Single Agents vs Agent Squad
In Orkeia, AI agents can operate in two main ways:- Single Agent
- A unique agent that performs all steps of the task.
- Centralizes reasoning and maintains consistency in the flow.
- Agent Squad
- A set of specialized agents that work collaboratively.
- Each agent focuses on a part of the task, delivering results that others can consume.
When to Use a Single Agent?
Using a single agent is recommended in scenarios where:- The task is simple and can be solved in one or a few steps.
- It’s important to save tokens and reduce operational cost.
- There’s no need for specialized roles (e.g., doesn’t need separate “researcher”, “analyst”, and “writer”).
- The flow should be fast, with minimal latency.
- Answering direct customer questions in a chat.
- Generating quick summaries of short texts.
- Executing direct commands, like “convert this file to PDF”.
When to Use an Agent Squad?
The squad is more suitable when:- The task requires role division (research, analysis, decision, writing, validation).
- There’s a need for specialization, where each agent has distinct instructions and knowledge.
- The problem is complex or open-ended, requiring multiple steps to reach a robust answer.
- The flow needs cross-verification, increasing consistency and quality.
- Scalability is desired: different agents can run in parallel on subtasks.
- Creating extensive reports with data collection, statistical analysis, and final writing.
- Customer service with agents taking on different roles (triage, resolution, follow-up).
- Research projects with agents specialized in sourcing, validating information, and generating synthesis.

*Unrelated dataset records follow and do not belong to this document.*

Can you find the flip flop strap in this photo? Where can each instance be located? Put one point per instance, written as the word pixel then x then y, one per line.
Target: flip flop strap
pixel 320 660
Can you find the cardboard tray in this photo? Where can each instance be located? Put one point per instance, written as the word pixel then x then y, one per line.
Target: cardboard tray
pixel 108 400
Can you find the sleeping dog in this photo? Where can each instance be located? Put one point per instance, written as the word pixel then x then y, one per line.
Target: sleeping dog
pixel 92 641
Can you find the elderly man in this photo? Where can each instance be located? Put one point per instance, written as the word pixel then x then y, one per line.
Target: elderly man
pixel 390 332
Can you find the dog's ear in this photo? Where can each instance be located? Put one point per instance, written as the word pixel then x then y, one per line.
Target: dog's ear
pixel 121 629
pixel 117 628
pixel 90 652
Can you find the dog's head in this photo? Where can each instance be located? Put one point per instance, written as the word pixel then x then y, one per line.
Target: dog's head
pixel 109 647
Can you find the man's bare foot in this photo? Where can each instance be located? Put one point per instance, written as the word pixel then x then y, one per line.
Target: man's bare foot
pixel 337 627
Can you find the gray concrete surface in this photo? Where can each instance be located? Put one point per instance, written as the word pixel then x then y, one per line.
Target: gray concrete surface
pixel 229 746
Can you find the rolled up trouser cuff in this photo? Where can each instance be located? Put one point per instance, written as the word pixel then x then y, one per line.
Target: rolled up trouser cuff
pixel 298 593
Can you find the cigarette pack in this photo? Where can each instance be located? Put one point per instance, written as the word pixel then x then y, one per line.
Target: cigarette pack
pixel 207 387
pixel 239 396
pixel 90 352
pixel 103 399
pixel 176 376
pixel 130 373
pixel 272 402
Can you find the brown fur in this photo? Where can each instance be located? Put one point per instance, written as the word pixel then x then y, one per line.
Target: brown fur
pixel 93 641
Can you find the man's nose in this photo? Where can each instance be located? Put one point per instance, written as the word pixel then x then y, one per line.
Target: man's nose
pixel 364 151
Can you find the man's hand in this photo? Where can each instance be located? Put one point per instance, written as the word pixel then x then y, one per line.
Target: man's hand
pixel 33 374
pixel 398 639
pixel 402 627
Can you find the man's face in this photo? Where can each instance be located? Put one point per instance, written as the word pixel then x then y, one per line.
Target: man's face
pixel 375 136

- Long workflows that require step orchestration.
Comparative
| Criterion | Single Agent | Agent Squad |
|---|---|---|
| Complexity | Low, direct tasks | High, open-ended and multi-phase tasks |
| Speed | Faster, low latency | May be slower, due to coordination |
| Cost (tokens) | More economical | Higher cost, multiple agents processing |
| Consistency | Linear flow, no multiple views | Possibility of divergence, but with cross-checking |
| Specialization | Single profile | Each agent can be specialized |
| Scalability | Limited to the reasoning of one model | Scalable with division of parallel subtasks |
| Use Example | Answering simple FAQ questions | Producing detailed analytical reports |
Best Practices
- Assess complexity before deciding: if the task can be solved by a single agent, prefer simplicity.
- Use squads only when necessary: the overhead of coordination and cost only pays off in complex scenarios.
- Define clear roles: each agent in the squad should have well-defined responsibilities, avoiding redundancy.
- Monitor costs: distribute token usage among agents in a controlled manner.
- Keep interaction logs: for squads, the history helps debug coordination failures.
Final Summary
- Single Agent is ideal for quick, direct, and economical tasks.
- Agent Squad is the right choice for complex problems that require collaboration, specialization, and orchestration.